White Sox starting pitcher Zach Woodford ultimately took the loss by allowing 10 hits, three walks and seven earned runs in four innings, raising his ERA to 10.80.
Chicago’s record now stands at an absurdly bad 15-48. That’s the worst mark in the MLB, well behind the second-worst Miami Marlins at 21-41. Previously, the franchise record for longest losing streak was a record 13 gamers in August 1924, but this team has found a way to surpass that age-old woe.
The 2024 losing streak also has no shortage of lows. There was a loss due to interference with the internal flight rules. There was Tommy Pham proclaiming how strong he is after being thrown out by multiple steps at home plate. There were consecutive comeback losses to the rival Chicago Cubs, the last coming via a walk-off homer.

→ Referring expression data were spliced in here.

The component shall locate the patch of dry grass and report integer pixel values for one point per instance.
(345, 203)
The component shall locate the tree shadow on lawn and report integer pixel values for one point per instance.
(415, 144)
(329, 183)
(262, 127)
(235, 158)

The White Sox are the worst team in the MLB. They are also the worst pitching team
This is a team that went 61-101 last year and appears to have gotten worse by every conceivable measure after trading away top starting pitcher Dylan Cease and adding just a couple of decent players in Pham and Erick Fedde.
The .238 winning percentage that the White Sox now have is on pace for the second-worst record in the modern MLB era (since 1900), behind only the 1916 Philadelphia Athletics (.235). One more loss and they drop to .234, good (euphemistically) for the worst ever.
Chicago ranks last in the MLB in runs scored, with 186, more than 40 points worse than the second-worst Marlins (227). It ranks second to last in runs allowed, with 338. The only team worse is the Colorado Rockies with 348. When looking at stats that adjust for the park factor and the Rockies’ home base, Coors Field , like ERA-, the White Sox are by far the worst.
And we haven’t even seen the shape of this team yet after trading away producers like Luis Robert Jr., Garret Crochet, Fedde and Pham, something Chicago is reportedly interested in.